Date of Award


Degree Name

MS in Architectural Engineering


Architectural Engineering


College of Architecture and Environmental Design


Anahid Behrouzi

Advisor Department

Architectural Engineering

Advisor College

College of Architecture and Environmental Design


This thesis investigates the appropriateness of a simplified, open-source digital image correlation (DIC) software for use in quasi-static, structural testing utilizing two-dimensional (2D) DIC measurements. DIC is a non-contact optical measurement technique that uses computer vision to track unique attributes on the surface of an object. For structural testing, traditional instrumentation such as displacement sensors and strain gages are impractical for full field measurements due their limited ability to capture large amounts of data. However, over the past decade, DIC has proven a successful method for full-field kinematics measurements, making it an appealing tool for collecting high densities of accurate data. This thesis specifically studies the accuracy and limitations of the DIC software, MODEM, for various test specimens and loading conditions.
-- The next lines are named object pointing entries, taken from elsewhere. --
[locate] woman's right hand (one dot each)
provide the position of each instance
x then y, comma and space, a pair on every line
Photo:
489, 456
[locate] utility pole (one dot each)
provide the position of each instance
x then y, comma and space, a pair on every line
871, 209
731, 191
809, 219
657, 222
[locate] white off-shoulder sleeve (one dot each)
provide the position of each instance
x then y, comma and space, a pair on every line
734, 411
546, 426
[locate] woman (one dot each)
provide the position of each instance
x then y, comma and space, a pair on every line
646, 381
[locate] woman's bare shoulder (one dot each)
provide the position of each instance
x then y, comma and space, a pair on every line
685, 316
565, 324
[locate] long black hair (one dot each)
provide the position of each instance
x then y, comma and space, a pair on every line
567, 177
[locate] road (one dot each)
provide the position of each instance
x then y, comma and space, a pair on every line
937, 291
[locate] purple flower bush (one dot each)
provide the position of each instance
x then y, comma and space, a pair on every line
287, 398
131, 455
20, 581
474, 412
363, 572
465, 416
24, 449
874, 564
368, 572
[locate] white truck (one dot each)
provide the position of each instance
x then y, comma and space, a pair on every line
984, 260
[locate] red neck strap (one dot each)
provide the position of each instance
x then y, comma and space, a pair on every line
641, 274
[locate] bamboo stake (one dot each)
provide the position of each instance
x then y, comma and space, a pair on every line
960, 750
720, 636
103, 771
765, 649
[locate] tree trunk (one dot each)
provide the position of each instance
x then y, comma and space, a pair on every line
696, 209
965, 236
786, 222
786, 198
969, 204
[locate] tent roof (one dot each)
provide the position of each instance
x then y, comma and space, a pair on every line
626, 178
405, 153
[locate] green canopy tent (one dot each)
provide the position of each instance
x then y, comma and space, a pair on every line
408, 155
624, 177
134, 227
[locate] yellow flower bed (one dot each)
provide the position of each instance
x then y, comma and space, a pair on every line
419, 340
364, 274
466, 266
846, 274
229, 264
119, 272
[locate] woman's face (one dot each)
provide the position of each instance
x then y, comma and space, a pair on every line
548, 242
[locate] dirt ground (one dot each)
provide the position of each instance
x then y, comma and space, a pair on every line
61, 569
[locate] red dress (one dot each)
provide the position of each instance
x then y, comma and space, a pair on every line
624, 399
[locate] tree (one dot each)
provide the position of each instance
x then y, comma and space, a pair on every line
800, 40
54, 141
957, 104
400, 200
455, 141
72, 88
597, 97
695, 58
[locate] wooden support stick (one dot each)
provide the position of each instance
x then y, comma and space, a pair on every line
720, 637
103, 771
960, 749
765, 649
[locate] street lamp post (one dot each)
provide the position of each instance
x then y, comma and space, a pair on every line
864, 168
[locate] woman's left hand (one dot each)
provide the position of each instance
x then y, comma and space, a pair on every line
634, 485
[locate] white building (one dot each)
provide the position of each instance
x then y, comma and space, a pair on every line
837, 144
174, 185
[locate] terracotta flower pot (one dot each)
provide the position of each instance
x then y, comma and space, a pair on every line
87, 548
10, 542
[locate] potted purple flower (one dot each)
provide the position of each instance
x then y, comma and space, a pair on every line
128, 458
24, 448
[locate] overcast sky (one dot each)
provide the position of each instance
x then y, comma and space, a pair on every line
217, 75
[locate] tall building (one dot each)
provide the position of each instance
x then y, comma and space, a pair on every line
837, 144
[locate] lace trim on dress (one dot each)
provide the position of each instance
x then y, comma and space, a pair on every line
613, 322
This research work is part of an experimental program comprised of three phases. The first stage was conducted by another investigator on aluminum coupons tested in pure tension. These results were used to calibrate parameters (speckle pattern density, lighting, and camera settings) used with the DIC software. The second stage included pure compression tests on concrete cubes and concrete cylinders to compare the difference in results between: (i) surface curvature, (ii) camera distance, (iii) surface treatment, and (iv) speckle pattern color. The final stage involved analysis of a tension test of a concrete prism completed at the University of Auckland in an effort to assess how MODEM could be utilized to accurately detect onset and propagation of concrete cracking.
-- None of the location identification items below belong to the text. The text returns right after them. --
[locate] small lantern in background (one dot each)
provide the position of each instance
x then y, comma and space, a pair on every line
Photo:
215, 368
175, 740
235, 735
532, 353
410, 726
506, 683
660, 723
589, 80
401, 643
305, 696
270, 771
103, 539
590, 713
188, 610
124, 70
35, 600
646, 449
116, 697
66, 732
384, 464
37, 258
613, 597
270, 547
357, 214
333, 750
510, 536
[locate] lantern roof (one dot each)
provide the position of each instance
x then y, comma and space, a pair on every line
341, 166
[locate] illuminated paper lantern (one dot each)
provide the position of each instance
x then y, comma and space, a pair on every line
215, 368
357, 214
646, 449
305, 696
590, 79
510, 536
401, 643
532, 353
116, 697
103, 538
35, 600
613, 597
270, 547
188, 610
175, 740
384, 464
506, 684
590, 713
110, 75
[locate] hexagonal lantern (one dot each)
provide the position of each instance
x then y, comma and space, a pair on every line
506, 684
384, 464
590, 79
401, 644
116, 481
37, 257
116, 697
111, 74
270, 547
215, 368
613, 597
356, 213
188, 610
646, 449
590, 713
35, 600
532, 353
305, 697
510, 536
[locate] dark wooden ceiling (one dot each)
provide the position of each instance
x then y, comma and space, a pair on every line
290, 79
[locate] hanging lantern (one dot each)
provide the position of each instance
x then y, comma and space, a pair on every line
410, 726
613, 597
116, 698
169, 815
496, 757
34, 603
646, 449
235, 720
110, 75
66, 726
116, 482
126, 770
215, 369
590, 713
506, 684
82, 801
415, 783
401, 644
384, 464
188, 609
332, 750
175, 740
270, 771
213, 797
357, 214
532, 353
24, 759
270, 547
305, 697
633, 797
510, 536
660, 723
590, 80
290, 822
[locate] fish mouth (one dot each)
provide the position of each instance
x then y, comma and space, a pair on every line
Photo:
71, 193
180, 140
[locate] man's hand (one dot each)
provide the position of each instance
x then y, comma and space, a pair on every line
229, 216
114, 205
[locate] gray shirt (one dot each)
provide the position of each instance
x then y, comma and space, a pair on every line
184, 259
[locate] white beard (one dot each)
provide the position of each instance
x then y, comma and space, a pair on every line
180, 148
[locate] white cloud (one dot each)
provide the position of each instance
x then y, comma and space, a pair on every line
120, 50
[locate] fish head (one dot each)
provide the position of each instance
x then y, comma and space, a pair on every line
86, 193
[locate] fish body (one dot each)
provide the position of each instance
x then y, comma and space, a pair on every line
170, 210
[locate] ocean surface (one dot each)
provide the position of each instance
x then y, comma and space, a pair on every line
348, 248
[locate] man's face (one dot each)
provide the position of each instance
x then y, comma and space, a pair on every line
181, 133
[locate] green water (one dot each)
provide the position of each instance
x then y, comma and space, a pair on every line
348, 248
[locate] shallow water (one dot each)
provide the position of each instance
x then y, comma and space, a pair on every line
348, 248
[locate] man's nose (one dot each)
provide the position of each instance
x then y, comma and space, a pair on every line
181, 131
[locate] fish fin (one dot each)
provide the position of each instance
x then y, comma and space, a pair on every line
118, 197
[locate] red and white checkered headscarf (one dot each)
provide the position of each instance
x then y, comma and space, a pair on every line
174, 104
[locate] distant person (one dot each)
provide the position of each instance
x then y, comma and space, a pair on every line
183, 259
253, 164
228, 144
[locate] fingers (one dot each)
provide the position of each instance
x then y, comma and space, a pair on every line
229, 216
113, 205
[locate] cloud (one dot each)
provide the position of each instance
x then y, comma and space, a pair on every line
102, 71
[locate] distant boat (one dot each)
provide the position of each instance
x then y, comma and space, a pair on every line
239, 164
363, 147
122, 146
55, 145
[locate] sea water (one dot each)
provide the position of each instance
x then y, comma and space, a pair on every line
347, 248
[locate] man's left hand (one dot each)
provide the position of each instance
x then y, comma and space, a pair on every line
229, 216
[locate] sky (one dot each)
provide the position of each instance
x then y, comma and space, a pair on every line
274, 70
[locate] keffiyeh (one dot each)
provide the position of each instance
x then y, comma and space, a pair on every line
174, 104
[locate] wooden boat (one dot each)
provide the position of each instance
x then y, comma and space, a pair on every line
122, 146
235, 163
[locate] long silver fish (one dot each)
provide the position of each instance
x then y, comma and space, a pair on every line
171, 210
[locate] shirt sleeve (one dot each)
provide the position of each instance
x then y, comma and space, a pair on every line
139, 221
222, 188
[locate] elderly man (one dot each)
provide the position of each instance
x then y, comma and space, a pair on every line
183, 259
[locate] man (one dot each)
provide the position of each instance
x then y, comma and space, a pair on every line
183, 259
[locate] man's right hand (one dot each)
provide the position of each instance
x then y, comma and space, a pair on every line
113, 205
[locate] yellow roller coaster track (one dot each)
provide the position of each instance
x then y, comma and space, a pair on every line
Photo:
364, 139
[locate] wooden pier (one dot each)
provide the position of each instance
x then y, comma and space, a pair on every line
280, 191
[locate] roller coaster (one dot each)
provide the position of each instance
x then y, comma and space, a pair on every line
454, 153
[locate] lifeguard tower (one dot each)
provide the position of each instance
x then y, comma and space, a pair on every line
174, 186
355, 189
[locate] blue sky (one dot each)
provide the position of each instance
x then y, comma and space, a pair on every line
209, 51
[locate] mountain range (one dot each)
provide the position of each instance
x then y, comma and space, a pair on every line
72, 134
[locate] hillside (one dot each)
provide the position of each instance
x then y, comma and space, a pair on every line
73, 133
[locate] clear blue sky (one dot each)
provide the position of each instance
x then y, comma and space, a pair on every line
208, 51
Results showed the most accurate DIC strains were within 5% error when compared to traditional instrumentation for aluminum loaded in tension and within 6% error for concrete loaded in compression/tension. This level of accuracy is comparable to existing open source and commercial DIC software utilizing 2D DIC analysis. Therefore, MODEM can be used to provide accurate 2D DIC strain measurements for small and medium scale structural test specimens when using the following parameters: (i) the surface of the specimen is planar, (ii) the camera is placed accordingly so the maximum amount of zoom can be used, (iii) the surface of a test specimen is free of debris or imperfections, and (iv) a high contrast and evenly distributed speckle pattern is used.
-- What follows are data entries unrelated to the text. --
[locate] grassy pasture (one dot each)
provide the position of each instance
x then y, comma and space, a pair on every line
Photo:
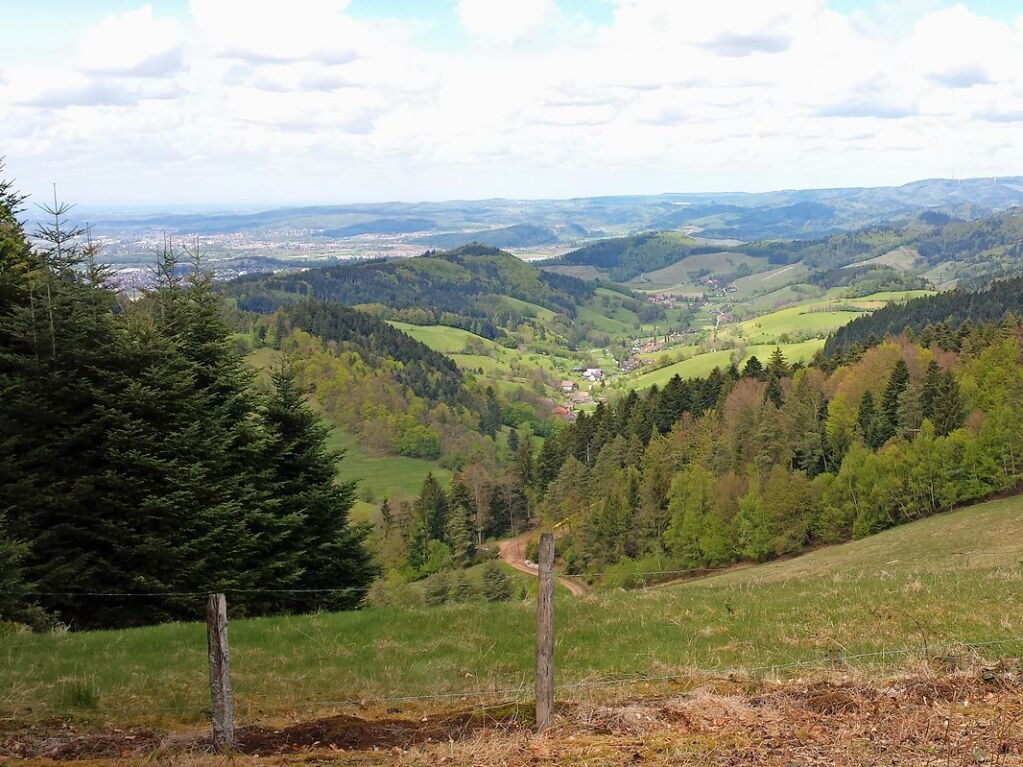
949, 579
680, 274
813, 318
443, 339
384, 475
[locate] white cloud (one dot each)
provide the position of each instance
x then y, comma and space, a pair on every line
506, 23
132, 44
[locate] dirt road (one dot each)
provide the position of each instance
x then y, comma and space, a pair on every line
513, 551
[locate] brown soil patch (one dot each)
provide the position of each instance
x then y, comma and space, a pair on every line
967, 717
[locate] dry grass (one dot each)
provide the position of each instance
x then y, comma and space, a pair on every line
952, 712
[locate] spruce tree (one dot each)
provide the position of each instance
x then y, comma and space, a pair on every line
897, 382
865, 415
432, 506
773, 393
309, 542
461, 534
929, 392
16, 602
948, 408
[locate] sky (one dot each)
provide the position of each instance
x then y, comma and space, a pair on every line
234, 103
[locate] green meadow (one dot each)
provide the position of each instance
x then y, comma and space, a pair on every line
927, 587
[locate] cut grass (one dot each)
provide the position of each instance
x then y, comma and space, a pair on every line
391, 476
950, 579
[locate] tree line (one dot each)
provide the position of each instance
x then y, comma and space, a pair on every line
768, 459
137, 458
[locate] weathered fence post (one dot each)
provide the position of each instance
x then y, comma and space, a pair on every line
545, 634
220, 672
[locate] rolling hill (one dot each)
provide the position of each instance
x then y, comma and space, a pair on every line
473, 286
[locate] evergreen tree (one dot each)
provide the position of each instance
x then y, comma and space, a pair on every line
16, 604
461, 534
929, 393
897, 382
309, 539
432, 506
773, 393
524, 470
948, 408
387, 515
865, 415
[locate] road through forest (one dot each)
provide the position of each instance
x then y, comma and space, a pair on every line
513, 551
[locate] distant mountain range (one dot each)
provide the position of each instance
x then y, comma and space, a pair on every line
509, 223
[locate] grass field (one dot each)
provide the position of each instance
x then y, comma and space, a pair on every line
813, 318
443, 339
394, 476
679, 276
953, 578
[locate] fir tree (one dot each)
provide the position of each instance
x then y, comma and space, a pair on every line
948, 408
897, 382
432, 506
312, 543
929, 393
773, 393
461, 534
865, 415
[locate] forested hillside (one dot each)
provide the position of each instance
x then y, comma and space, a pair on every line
137, 457
768, 460
949, 310
394, 394
948, 250
462, 288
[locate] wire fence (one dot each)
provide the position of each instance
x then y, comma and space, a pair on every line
515, 692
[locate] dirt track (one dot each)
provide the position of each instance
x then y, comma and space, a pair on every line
513, 551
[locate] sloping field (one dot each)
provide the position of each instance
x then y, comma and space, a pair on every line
951, 579
903, 258
896, 645
443, 339
682, 273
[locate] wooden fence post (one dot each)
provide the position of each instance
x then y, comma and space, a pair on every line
220, 672
545, 634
Computational analysis of the results showed that known material properties can be used to calibrate, or remove errors from, the DIC results when traditional instrumentation is not available. Additionally, results showed MODEM strain contours can be used for initial detection of cracks in concrete loaded in tension while MODEM tracking performance can be used to characterize the centerline and orientation of cracks.

The experimental tests provide critical information on how to set up, run, and analyze DIC results when using MODEM. The full field measurements are of value in providing accurate data for structural testing to develop a better understanding of material response and structural performance, since large-scale tests are typically limited by a sparse number of data points when using traditional instrumentation.